L_s＝L_b＝∑y_i·log x_i+(1-y_i)log(1-x_i)。

and S4, detecting the text in the scene image by using the fast scene text detection model which is obtained in the step S3 and is combined with the cavity convolution.

Claims

1. A fast scene text detection method fusing hole convolution specifically comprises the following steps:

s3, detecting a preliminary model of the established fast scene text of the fusion cavity convolution in the step S2 by using the training data set generated by the label in the step S1, and calculating a loss value by using a loss function to adjust parameters of the preliminary model to obtain the fast scene text detection model of the fusion cavity convolution;

2. The method according to claim 1, wherein step S1 is implemented by obtaining a training data set for text detection and performing label generation on the training data set, specifically performing label generation on the original labels of the public data sets ICDAR2015 and CTW 1500.

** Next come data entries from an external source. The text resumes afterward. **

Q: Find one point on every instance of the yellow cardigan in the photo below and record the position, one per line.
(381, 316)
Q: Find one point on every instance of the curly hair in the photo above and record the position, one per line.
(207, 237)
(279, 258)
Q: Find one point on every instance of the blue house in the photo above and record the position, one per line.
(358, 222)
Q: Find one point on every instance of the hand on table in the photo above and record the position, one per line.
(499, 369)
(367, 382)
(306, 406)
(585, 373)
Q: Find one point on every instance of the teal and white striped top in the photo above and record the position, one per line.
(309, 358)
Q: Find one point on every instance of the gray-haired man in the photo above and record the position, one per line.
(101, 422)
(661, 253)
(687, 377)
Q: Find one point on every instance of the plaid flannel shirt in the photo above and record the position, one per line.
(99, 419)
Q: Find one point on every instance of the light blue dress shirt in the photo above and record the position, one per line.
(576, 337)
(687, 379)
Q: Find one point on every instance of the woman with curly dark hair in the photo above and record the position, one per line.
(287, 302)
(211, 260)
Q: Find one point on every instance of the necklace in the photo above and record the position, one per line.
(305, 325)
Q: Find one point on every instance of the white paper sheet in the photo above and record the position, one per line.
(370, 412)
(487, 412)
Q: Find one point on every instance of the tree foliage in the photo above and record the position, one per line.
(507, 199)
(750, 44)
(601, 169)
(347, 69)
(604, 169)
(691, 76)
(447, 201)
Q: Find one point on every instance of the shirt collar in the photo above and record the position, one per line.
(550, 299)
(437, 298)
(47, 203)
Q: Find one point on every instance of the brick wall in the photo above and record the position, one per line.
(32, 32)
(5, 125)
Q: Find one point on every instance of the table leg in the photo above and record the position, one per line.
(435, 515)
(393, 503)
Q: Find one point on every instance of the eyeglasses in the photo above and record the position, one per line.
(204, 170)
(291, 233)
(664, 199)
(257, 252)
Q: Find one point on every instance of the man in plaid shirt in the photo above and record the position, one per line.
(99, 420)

3. The method for detecting the fast scene text fused with the hole convolution according to claim 1, wherein the preliminary model for detecting the fast scene text fused with the hole convolution in step S2 includes a lightweight feature extraction module, a hole convolution module and a differentiable binarization module, and specifically, the lightweight feature extraction module adopts EfficientNet-b3 as a main network to extract features of an input image to construct a pyramid network structure; the feature fusion layer is added with the hole convolution module; and the feature fusion module fuses the two parts of features and then connects the two parts of features with the differentiable binarization module.

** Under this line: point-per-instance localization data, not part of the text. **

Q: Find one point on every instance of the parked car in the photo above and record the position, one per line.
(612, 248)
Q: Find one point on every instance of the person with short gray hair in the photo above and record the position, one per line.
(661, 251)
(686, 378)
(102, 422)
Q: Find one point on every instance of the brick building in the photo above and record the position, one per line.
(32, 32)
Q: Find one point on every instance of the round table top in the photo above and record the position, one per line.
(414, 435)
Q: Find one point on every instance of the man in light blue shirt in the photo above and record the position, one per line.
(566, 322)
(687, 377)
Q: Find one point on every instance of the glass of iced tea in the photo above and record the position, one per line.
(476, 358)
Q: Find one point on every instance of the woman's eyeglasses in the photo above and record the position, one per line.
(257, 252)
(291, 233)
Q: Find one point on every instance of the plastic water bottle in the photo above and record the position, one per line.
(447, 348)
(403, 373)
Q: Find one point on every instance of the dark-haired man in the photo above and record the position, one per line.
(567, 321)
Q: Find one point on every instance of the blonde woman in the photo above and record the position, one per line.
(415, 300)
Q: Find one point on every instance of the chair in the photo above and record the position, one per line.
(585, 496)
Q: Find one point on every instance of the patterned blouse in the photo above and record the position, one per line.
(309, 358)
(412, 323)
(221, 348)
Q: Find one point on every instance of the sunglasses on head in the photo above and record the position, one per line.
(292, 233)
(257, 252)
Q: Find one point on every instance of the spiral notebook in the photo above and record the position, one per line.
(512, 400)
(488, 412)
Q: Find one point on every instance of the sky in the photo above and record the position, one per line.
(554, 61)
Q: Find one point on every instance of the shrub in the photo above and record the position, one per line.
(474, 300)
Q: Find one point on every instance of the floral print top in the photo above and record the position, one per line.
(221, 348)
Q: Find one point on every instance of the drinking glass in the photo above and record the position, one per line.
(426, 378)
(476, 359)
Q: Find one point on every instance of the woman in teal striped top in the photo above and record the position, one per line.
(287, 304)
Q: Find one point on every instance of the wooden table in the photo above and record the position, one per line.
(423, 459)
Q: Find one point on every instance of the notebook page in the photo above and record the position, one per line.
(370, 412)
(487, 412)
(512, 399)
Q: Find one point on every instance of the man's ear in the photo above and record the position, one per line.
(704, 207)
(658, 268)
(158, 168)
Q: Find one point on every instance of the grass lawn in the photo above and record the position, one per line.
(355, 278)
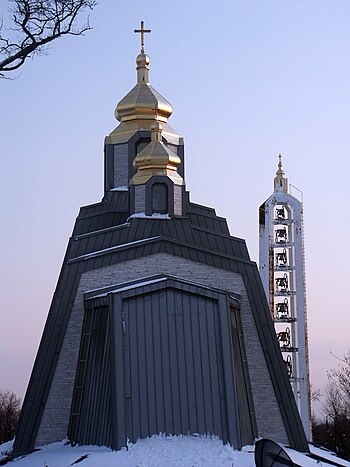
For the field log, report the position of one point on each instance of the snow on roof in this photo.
(112, 248)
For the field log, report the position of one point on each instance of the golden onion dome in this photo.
(143, 102)
(156, 159)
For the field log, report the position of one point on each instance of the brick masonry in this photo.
(55, 419)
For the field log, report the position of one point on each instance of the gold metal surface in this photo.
(156, 159)
(143, 102)
(280, 175)
(142, 106)
(123, 132)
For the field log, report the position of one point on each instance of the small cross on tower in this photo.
(142, 31)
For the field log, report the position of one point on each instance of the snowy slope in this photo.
(179, 451)
(158, 451)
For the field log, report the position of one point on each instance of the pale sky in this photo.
(247, 80)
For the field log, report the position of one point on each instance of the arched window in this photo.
(160, 198)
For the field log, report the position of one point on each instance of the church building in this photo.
(159, 322)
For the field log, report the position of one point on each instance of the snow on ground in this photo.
(157, 451)
(161, 450)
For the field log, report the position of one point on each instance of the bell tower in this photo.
(159, 322)
(282, 269)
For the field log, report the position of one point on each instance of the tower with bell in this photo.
(282, 269)
(159, 322)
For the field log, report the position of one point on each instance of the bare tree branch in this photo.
(36, 23)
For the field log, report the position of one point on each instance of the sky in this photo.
(247, 80)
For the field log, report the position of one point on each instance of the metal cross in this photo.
(142, 31)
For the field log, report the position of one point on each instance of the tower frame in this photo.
(282, 270)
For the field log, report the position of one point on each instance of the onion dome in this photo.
(156, 159)
(143, 102)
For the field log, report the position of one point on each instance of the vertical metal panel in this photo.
(175, 363)
(231, 402)
(119, 345)
(94, 417)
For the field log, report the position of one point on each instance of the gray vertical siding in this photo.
(91, 418)
(161, 363)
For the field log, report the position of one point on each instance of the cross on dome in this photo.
(142, 32)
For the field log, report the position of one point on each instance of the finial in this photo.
(142, 32)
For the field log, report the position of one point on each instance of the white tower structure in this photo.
(282, 269)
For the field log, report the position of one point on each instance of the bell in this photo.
(282, 309)
(288, 362)
(284, 338)
(281, 258)
(281, 235)
(282, 283)
(280, 213)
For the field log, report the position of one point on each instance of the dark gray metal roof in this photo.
(102, 236)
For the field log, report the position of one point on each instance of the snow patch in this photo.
(142, 215)
(157, 451)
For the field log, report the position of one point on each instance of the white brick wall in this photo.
(54, 423)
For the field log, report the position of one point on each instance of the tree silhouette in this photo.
(36, 23)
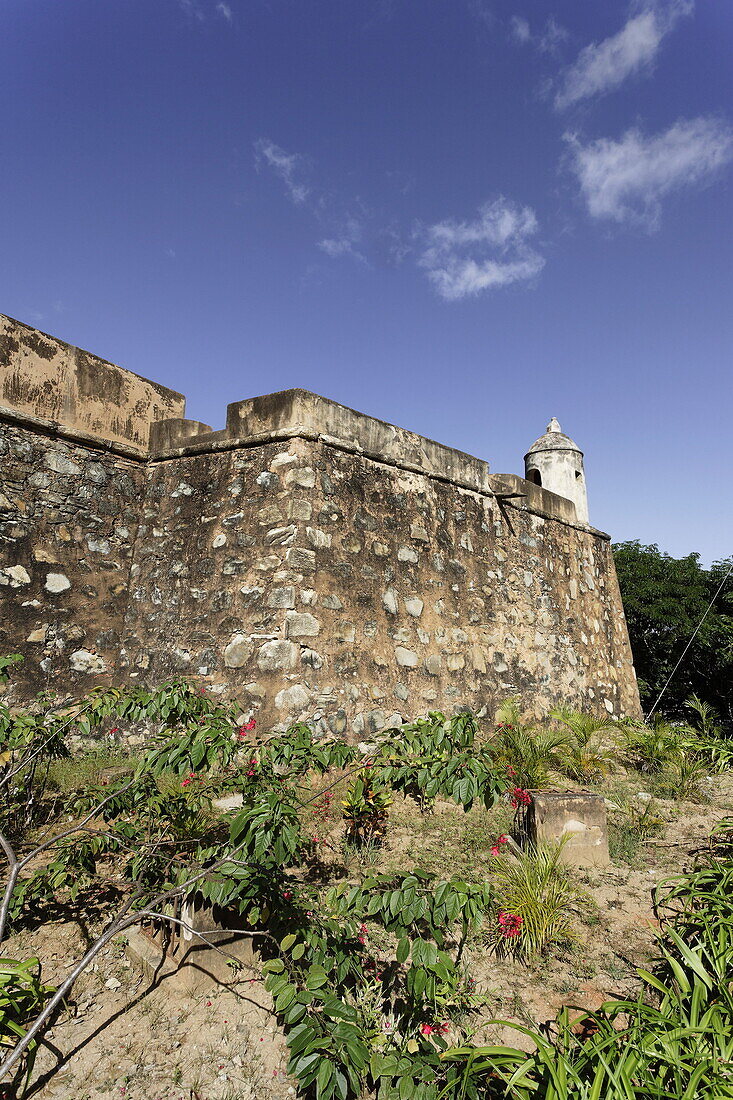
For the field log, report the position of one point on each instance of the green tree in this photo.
(665, 598)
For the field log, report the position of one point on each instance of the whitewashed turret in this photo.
(556, 463)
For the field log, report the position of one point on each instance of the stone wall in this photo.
(316, 563)
(310, 581)
(68, 516)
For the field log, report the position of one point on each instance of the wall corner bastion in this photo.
(315, 562)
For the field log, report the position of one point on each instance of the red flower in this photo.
(510, 924)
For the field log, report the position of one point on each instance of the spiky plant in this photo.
(587, 757)
(529, 754)
(536, 888)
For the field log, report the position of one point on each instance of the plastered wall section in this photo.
(318, 584)
(68, 515)
(44, 377)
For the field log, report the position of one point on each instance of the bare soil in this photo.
(123, 1035)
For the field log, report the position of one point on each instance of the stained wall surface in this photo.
(316, 563)
(317, 582)
(45, 377)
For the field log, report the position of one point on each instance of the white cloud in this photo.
(546, 41)
(462, 259)
(192, 9)
(288, 166)
(606, 64)
(626, 179)
(520, 28)
(343, 243)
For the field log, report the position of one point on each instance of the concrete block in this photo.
(579, 815)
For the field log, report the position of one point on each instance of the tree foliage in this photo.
(665, 598)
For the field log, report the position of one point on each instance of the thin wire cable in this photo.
(695, 634)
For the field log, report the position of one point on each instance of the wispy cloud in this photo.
(547, 40)
(465, 257)
(288, 166)
(625, 179)
(192, 9)
(343, 242)
(604, 65)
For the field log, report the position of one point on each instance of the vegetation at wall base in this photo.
(369, 977)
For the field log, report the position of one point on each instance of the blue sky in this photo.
(460, 216)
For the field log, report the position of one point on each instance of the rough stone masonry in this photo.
(316, 563)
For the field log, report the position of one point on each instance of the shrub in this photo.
(631, 823)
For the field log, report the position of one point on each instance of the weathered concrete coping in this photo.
(299, 414)
(298, 409)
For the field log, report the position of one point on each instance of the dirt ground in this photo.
(127, 1036)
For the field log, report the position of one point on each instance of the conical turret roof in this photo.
(554, 440)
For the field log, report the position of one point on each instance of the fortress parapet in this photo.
(315, 562)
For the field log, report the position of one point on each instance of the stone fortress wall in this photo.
(315, 562)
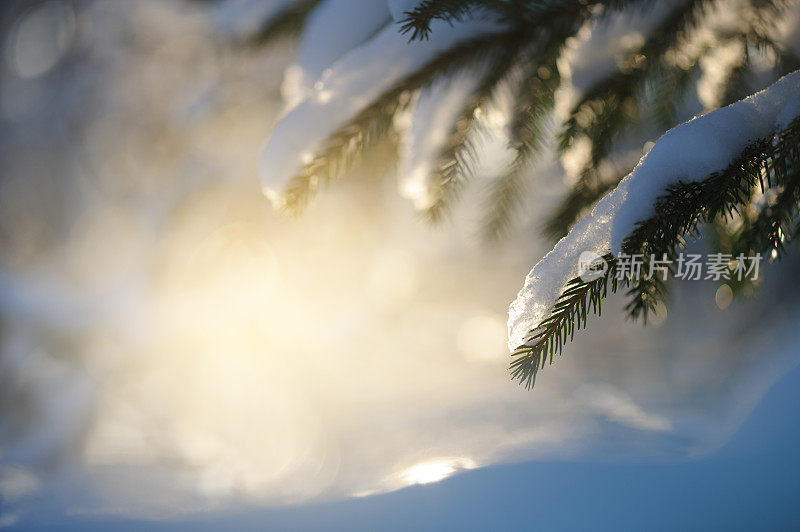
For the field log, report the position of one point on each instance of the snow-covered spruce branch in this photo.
(372, 123)
(697, 172)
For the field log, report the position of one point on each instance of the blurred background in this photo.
(170, 344)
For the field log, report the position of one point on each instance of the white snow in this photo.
(689, 152)
(327, 36)
(352, 84)
(399, 8)
(428, 130)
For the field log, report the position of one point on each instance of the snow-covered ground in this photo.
(168, 343)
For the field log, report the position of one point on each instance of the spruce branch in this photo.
(771, 162)
(342, 148)
(569, 314)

4. The method according to claim 1, wherein the training data set generated in step S1 is used to detect the preliminary model of the fast scene text detection of the fusion hole convolution established in step S2 in step S3, and a loss function is used to calculate a loss value to adjust parameters of the preliminary model to obtain the fast scene text detection model of the fusion hole convolution, and the following steps are specifically adopted to train and obtain the text detection model:

and S3.4, predicting the probability map (P) and the threshold map (T) by the fused feature map generated in the step S3.3, combining the probability map and the threshold map by using a differentiable binarization module to obtain an approximate binary map (B), adaptively predicting the threshold value of each position in the image, and forming a boundary box for obtaining a text region from the approximate binary map B through the boundary box in an inference stage.

5. The method for fast detecting the scene text fused with the hole convolution according to claim 4, wherein the following formula is adopted as a prediction loss function when the probability map (P) and the threshold map (T) are predicted in step S3.4:

L＝L_s+α×L_b+β×L_t

L_s＝L_b＝∑y_i·log x_i+(1-y_i)log(1-x_i) 。